Directions to the small town of Green Mountain Falls, which is about 15 miles west of Colorado Springs: from I-25 in Colorado Springs, take exit 141 and go west on Hwy. 24. Shortly after the town of Cascade, you'll see the sign for Green Mountain Falls on your left. Turn left and follow the road to the center of town and the public parking lot by the lake.
Directions to the trailhead: from the lake, (you can get a free map from the box on the sign by the lake that says: Trailhead), walk up Hotel street, then Park ave., then Boulder street, which will lead you to the Thomas trail which connects Crystal Falls to Catamount Falls. Crystal Falls is a smaller falls that you can visit on your way to Catamount Falls.

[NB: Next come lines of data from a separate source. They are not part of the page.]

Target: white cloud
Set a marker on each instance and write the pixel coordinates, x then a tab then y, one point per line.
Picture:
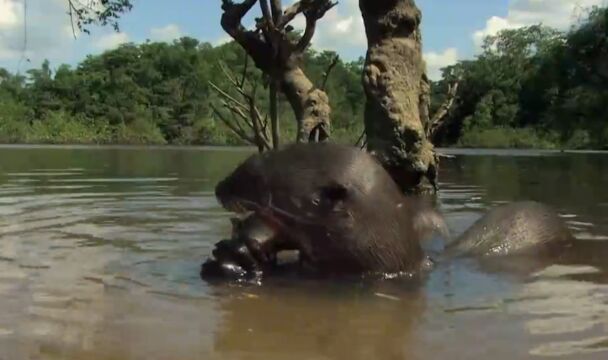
9	13
555	13
340	29
46	24
435	61
165	33
110	41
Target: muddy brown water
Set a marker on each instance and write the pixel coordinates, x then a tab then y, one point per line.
100	250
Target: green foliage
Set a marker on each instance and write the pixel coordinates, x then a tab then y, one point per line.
531	82
530	87
157	93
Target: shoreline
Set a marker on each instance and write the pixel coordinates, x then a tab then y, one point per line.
443	150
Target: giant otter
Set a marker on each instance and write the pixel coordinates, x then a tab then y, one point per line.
335	204
526	228
343	213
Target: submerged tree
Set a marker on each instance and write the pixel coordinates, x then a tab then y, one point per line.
396	91
278	53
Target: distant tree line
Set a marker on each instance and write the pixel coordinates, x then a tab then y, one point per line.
529	87
533	87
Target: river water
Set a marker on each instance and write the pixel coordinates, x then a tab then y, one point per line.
100	249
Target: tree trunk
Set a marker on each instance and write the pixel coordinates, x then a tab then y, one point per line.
278	56
394	87
310	104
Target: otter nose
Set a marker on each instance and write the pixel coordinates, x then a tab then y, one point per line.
220	189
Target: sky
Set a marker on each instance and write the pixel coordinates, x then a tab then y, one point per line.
451	29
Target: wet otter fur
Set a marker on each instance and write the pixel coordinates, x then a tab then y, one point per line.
336	205
526	228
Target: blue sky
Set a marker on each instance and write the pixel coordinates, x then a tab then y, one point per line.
452	29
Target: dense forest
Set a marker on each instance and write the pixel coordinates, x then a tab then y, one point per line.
529	87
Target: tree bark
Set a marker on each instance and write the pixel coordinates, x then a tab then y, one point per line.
276	55
393	82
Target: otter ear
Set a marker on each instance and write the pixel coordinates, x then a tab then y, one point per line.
334	192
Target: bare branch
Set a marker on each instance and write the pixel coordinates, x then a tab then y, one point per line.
328	71
232	127
316	10
360	139
277	10
266	12
437	119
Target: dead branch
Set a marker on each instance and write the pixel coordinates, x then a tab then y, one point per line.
437	119
312	14
246	119
273	52
328	71
362	140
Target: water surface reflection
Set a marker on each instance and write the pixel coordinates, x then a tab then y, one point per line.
100	250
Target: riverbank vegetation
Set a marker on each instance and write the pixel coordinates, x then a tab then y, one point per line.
529	87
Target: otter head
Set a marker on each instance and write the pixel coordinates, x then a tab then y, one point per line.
245	189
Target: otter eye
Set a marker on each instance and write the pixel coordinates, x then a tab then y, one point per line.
334	192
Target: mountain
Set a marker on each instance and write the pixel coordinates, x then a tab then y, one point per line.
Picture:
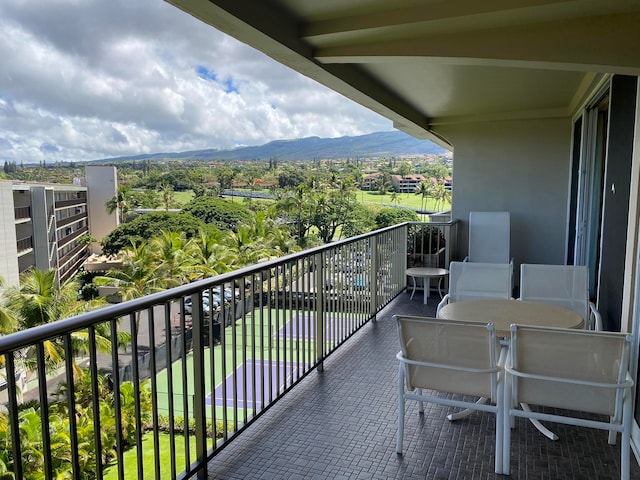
379	144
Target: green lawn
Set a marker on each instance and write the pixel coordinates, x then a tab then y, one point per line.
183	197
259	320
409	200
130	466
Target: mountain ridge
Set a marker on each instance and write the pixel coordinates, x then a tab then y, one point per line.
372	145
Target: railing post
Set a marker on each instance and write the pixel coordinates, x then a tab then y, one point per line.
373	276
318	318
199	384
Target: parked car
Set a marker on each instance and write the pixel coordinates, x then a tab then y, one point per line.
206	304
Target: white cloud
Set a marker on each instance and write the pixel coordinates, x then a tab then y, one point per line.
93	79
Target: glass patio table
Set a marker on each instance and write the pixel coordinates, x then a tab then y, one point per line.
502	313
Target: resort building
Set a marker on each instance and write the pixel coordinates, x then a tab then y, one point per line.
406	184
43	224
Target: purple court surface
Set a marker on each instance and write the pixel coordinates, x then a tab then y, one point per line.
267	376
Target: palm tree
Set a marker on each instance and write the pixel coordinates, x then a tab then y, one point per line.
119	203
8	319
137	277
39	300
168	251
424	190
207	257
166	191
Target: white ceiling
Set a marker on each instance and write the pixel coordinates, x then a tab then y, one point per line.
427	63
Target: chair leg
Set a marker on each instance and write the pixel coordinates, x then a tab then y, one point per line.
401	406
466	412
499	463
536	423
506	425
625	443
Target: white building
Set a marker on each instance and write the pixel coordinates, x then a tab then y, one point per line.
42	223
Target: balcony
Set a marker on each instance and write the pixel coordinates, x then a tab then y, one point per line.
22	214
24	245
295	366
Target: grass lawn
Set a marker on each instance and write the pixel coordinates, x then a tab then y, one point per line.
409	200
130	467
183	197
263	348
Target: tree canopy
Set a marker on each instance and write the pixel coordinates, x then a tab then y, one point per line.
392	216
148	225
221	213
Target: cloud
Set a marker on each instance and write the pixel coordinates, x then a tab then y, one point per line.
87	79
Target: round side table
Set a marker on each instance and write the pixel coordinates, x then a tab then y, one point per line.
426	273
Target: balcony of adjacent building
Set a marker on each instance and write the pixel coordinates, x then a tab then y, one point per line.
24	245
292	364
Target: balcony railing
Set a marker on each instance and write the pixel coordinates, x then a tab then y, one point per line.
71	202
22	213
205	359
24	244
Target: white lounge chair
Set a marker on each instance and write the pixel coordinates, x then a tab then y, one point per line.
473	281
453	357
563	285
572	370
489	237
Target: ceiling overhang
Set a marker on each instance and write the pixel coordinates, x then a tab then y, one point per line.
428	63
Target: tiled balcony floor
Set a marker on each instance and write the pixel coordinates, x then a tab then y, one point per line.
341	424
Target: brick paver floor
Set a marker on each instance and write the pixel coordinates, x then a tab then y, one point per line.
341	424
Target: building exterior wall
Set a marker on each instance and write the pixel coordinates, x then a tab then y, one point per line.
102	185
8	240
42	216
520	166
41	226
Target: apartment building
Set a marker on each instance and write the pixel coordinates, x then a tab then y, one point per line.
406	184
43	224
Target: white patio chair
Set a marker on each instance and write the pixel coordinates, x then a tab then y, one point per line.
489	237
563	285
473	281
574	370
453	357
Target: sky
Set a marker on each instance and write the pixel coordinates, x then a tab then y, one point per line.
92	79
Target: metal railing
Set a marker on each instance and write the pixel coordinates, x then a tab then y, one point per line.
24	244
22	213
204	361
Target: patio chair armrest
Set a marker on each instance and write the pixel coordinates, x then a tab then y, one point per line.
448	366
628	383
443	302
595	320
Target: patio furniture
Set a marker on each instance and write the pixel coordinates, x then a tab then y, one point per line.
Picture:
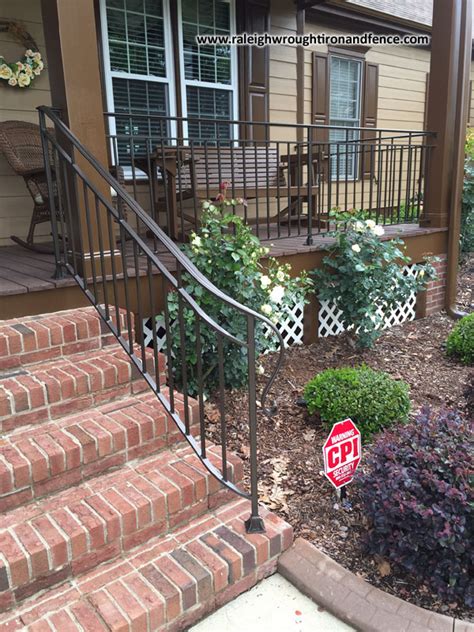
196	173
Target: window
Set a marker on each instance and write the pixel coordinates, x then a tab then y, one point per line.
344	110
138	64
209	72
138	40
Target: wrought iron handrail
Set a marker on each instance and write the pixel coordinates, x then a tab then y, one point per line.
85	246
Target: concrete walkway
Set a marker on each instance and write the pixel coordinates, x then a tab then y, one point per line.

The beginning of the trail at this point is quite overgrown with shrubbery and we wondered if the whole trail was this way. Luckily it wasn't. Very soon after you start walking on this trail, there is a short trail off to your left and this takes you to see Crystal Falls. After your visit there, continue back on the main trail. The trail opens up and you will come to another fork in the trail. You want to take the right fork and follow the yellow dots.
You will now be in the forest and the trail more or less crosses the side of the mountain. Along the way, there are spots where you can look down and see the town of Green Mountain Falls. Eventually, you'll reach the far side of the Thomas trail and that's when things get harder. On your right is a cliff and the trail is relatively narrow so you need to be careful through that part.
After that is a fairly steep, (though short), downhill hike to Catamount Falls. Then you have to negotiate the bridge across Catamount Creek which is a combination of rocks and logs but no handrail. The bridge is actually the best spot to view the falls though. Once you get across this bridge, you're almost finished with the Thomas trail.
Just continue down until this Colorado Springs hiking trail ends. At this point, you can either go right across the bridge, or left and down through the forest. Both will lead you to Ute Pass ave. which will take you back to the lake in the middle of town, and your car.
Waldo Canyon loop trail
Round-trip distance: 7 miles
Difficulty level: moderate to difficult;
Approximate round-trip hiking time: 3 hours and 45 minutes
Dog friendly: yes
Entrance fee: no
Restroom facilities: no
Directions to Waldo Canyon trailhead: from I-25 in Colorado Springs, take exit 141 and follow Hwy. 24 west past Manitou Springs. When you reach the Cave of the Winds stoplight, it’s about 2 more miles to the fairly large parking lot on your right. You will most likely see a lot of cars in the parking lot since it’s a popular trail, at least during the summer.
As I just mentioned, this Colorado Springs hiking trail is a pretty busy place, so try to get there as early as you can, so you can find yourself a parking spot. The trail starts up some stairs which lead to the trail and from there, the trail continues up at a good pace. Before you know it, you’ll be a good ways up the trail where you’ll be looking down on Hwy. 24.
This Colorado Springs hiking trail is also pretty open, so it’s a good idea to use your sunscreen. Anyway, there were a few flowers along the trail, (including cactus flowers), but not as many as I had expected for late June. So I’m guessing that a little later would be better as far as seeing flowers along this trail.
Before too long, you’ll reach the actual loop portion of this Colorado Springs hiking trail. You can follow it which ever direction you want to…we followed it to the right and were soon rewarded with wonderful views of Pikes Peak. Go that way if you want to see the views sooner rather than later, but we did find out that going that way is the harder, (steeper), way to do the loop. So, you decide.
From that point, it seemed to us as though the trail just kept going up and up, so it was a good thing we at least had the good views of Pikes Peak along the way! After what seemed like a long time, the trail finally started heading down. Eventually, you reach the spot where the loop started, and it’s pretty much all downhill from there. Enjoy your hike. :-)
I hope you like these Colorado Springs hiking trails...I'll be adding more as I get to them.